Desde ahí, la cocaína sale hacia el norte por el océano, hacia el sur para recalar en Tumaco o para viajar por mar o tierra hacia la porosa frontera con Ecuador, desde donde en los últimos meses, a juzgar por decomisos recientes, sale cada vez más cocaína. Solo en los primeros días de mayo, autoridades panameñas y ecuatorianas decomisaron unas 8,2 toneladas de cocaína procedente del país suramericano.

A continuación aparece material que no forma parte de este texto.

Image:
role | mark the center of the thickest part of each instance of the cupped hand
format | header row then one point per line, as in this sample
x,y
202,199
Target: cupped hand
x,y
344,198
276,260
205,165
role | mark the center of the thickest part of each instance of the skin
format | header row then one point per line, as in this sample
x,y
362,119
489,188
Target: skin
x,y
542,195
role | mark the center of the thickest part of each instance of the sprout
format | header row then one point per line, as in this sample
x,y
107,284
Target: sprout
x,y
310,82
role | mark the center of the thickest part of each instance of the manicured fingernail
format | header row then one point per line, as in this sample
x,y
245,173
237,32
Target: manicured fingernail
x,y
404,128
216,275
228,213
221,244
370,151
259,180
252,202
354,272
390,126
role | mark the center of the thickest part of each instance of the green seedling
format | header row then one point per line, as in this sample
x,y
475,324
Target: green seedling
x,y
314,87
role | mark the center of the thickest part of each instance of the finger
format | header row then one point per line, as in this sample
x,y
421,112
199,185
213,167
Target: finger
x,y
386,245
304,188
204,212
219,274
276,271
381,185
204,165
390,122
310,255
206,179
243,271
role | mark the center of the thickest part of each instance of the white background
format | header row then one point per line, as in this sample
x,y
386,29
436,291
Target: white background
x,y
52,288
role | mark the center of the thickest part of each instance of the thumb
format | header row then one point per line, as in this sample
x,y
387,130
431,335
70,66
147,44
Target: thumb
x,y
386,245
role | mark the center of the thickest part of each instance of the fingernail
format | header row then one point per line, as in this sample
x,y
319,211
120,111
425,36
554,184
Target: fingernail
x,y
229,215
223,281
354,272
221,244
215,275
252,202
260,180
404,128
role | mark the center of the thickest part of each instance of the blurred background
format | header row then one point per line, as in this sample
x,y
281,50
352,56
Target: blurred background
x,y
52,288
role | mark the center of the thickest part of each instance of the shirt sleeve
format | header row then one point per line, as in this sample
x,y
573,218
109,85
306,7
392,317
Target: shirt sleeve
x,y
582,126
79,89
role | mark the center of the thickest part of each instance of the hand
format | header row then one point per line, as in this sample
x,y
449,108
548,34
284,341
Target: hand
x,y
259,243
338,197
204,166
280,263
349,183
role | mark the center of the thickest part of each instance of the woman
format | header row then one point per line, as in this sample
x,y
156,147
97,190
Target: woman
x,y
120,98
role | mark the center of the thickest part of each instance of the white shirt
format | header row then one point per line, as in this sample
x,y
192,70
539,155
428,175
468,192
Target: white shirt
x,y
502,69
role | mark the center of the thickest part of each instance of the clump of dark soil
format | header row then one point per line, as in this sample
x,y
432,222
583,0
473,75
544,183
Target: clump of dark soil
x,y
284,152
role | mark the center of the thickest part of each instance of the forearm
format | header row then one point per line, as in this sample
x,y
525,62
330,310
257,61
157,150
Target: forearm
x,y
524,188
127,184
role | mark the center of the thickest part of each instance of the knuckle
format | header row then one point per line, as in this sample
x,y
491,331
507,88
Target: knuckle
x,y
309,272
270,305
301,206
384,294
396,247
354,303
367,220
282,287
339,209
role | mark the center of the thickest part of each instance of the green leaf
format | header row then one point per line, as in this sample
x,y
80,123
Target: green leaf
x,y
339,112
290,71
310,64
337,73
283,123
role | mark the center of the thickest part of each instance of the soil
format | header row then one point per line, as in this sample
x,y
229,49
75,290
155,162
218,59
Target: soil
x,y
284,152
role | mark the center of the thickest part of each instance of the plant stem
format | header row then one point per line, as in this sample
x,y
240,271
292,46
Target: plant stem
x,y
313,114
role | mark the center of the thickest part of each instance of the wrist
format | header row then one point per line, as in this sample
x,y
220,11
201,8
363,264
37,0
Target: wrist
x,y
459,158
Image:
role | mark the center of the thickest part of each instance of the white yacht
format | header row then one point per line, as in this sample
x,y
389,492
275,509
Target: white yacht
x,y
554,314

En Tumaco, la ciudad puerto de Nariño, un oficial de la Policía lo explica así: “Hay grupos reciclados, grupos de milicianos o disidencias de las FARC [?] que están diciendo ‘vamos a tomar posesión de ese mercado [?] a llenar el vacío [?] A tomar el control de las rutas para sacar la droga y exportarla”, dice el oficial. “También vemos que los grupos empiezan a hacer alianzas. Buscan el patrocinio de narcotraficantes en Cali o en otros lugares. Ellos los financian para que controlen las rutas”.

Como en Olaya Herrera, en Tumaco los reacomodos de grupos criminales alrededor del negocio de la coca provocaron un marcado aumento en los homicidios en los primeros meses de 2017. Ya había habido un incremento del 13 por ciento en las cifras entre 2015 y 2016. Y solo en septiembre del año pasado hubo 15 asesinatos, un aumento del 400 por ciento respecto a los tres que hubo el mismo mes de 2015; la tendencia es similar para octubre y noviembre. Esos meses, dice la fuente policial, coinciden con los periodos en que la inteligencia de la Policía y del Ejército identificaron actividades de reacomodo de grupos armados en torno al narcotráfico en la región.

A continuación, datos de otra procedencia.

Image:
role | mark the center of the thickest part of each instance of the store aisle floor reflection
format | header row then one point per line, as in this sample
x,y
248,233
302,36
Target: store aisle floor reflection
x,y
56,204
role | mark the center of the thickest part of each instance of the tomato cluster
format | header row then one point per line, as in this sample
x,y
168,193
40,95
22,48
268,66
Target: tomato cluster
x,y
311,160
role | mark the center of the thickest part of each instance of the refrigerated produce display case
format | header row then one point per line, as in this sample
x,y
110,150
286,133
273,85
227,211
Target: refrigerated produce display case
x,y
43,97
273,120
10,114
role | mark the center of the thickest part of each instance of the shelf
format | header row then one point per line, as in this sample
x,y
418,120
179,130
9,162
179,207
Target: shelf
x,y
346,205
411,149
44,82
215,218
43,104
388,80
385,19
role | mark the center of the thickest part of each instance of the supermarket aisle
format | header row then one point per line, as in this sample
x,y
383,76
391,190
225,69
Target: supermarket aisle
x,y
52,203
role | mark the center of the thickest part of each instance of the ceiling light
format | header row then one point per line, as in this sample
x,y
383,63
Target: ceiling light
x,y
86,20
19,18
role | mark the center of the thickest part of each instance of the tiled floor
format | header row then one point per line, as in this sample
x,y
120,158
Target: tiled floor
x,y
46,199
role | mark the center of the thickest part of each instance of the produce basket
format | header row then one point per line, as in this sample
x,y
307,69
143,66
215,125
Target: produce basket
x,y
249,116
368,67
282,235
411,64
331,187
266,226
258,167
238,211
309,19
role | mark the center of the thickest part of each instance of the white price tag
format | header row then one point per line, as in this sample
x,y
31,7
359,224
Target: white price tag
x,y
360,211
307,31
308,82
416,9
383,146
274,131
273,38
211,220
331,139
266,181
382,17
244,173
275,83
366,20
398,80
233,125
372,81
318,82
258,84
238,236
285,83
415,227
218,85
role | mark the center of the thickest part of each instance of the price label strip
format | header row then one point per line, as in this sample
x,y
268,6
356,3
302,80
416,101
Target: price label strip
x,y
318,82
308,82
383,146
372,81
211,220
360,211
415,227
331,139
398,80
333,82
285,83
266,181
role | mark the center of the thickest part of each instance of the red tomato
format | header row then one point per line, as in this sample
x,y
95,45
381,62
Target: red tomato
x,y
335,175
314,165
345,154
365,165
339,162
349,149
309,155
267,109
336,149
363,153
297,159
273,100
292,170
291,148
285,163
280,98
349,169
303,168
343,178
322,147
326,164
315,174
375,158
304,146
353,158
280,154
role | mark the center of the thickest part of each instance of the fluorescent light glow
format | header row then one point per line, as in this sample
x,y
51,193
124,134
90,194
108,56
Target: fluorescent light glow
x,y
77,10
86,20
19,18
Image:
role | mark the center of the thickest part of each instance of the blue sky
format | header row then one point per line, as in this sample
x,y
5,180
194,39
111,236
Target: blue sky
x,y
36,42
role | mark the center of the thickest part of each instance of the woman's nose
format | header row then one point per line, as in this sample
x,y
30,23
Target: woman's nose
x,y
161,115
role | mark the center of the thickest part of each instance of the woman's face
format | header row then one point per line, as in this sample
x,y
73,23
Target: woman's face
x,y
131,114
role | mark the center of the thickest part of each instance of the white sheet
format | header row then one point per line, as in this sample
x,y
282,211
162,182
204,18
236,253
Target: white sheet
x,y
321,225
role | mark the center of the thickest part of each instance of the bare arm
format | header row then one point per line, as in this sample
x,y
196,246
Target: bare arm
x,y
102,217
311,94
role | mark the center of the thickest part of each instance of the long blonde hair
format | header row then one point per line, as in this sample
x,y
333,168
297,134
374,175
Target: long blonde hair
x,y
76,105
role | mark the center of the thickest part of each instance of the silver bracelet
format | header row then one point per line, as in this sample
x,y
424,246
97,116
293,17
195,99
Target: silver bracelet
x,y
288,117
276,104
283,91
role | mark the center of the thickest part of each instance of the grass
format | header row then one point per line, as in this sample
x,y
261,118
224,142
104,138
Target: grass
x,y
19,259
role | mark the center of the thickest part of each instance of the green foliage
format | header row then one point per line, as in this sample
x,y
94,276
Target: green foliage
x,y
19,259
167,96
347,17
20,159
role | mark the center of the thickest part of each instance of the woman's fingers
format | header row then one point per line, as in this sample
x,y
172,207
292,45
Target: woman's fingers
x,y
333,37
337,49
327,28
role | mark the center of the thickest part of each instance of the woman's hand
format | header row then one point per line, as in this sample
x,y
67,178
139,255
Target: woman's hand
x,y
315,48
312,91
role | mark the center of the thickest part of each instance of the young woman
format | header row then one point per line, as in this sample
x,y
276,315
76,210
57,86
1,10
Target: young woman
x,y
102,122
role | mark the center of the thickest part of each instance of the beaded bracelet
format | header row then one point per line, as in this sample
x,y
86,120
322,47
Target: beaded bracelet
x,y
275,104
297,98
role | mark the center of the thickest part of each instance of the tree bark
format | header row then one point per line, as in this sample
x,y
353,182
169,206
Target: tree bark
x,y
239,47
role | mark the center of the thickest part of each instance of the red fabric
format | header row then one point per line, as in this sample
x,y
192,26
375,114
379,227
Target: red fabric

Hoy, Tumaco suele estar en los discursos oficiales y en los labios de los funcionarios. “Es un laboratorio del proceso de paz”, decía en febrero pasado un funcionario policial en la ciudad. A finales de abril, el periódico El Tiempo, citando fuentes militares, titulaba así un artículo: “Tumaco, nueva capital de la coca”.

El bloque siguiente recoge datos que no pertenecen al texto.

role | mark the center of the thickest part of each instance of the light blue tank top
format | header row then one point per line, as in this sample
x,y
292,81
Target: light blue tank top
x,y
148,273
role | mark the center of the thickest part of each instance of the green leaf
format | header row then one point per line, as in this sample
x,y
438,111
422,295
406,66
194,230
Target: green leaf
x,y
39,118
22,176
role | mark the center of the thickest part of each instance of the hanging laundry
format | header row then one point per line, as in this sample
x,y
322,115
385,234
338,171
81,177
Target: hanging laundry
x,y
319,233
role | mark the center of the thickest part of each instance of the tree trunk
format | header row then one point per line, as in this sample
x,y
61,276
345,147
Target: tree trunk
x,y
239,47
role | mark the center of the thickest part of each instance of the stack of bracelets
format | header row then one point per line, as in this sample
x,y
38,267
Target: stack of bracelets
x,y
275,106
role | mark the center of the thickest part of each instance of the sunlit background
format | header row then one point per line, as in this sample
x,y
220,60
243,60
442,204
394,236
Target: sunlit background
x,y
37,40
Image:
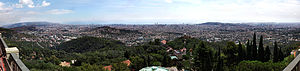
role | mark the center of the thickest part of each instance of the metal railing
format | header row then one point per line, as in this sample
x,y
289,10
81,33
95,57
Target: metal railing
x,y
13,63
294,65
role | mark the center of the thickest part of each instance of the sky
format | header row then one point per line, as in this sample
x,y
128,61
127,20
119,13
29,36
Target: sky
x,y
148,11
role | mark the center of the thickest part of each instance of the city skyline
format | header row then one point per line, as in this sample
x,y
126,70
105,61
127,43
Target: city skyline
x,y
148,11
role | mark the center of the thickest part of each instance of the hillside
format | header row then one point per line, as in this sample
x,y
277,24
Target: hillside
x,y
30,24
86,44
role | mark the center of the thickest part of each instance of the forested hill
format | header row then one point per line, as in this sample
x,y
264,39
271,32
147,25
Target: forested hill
x,y
86,44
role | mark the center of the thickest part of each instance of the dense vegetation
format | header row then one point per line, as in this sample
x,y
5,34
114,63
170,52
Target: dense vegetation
x,y
92,54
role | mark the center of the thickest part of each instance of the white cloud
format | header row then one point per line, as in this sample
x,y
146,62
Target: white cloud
x,y
169,1
28,3
59,11
44,4
31,4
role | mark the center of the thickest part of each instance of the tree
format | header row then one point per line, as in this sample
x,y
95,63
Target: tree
x,y
249,50
137,62
220,61
120,67
267,54
275,53
254,50
241,52
231,54
203,59
261,54
280,55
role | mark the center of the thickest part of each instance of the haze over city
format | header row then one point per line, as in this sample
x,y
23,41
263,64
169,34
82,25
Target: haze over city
x,y
149,35
148,11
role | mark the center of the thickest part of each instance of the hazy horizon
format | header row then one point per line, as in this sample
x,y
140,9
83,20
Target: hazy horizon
x,y
149,11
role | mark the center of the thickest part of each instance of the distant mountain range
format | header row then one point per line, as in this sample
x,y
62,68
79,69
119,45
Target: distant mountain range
x,y
223,24
26,24
111,30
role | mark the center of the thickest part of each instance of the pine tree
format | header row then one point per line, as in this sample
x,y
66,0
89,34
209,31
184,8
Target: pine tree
x,y
275,53
241,52
280,55
267,54
249,50
220,61
254,46
261,53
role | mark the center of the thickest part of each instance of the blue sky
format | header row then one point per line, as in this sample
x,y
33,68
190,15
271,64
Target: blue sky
x,y
149,11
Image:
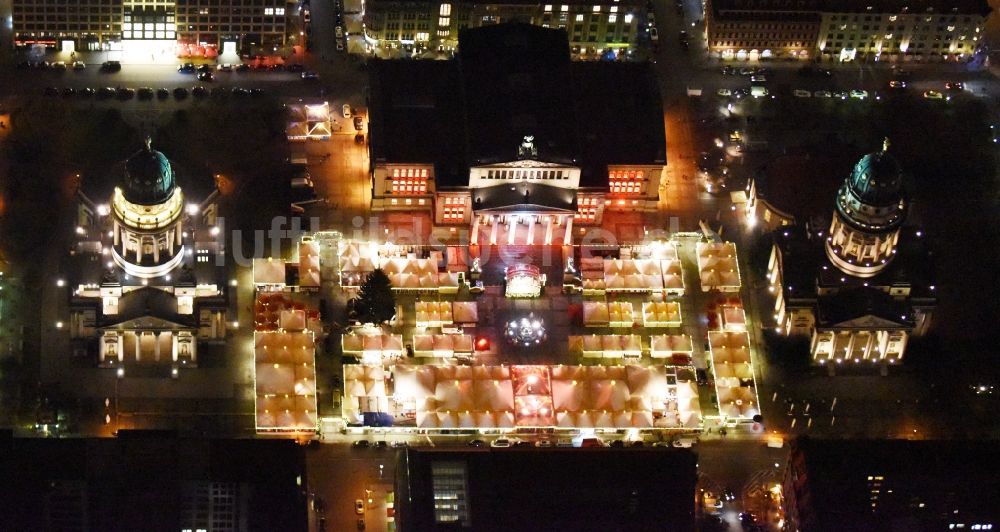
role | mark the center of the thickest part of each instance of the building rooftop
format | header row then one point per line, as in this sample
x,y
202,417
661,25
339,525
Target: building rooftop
x,y
554,489
515,78
511,81
876,485
148,480
518,195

Muy pocas cosas se explican hoy en día en Nariño, en Tumaco, en los municipios costeros, en las veredas rurales, sin la coca y los efectos que en el negocio de la cocaína está teniendo el proceso de paz colombiano. Por ahora, los rastros en estos pueblos y sus ríos hablan del origen de buena parte de la droga que alimenta el negocio en todo el continente: unas 350 toneladas de las 1.000 que según cifras del gobierno estadounidense circularon en Centroamérica en 2016 salieron pasaron por los ríos y los caminos de Nariño.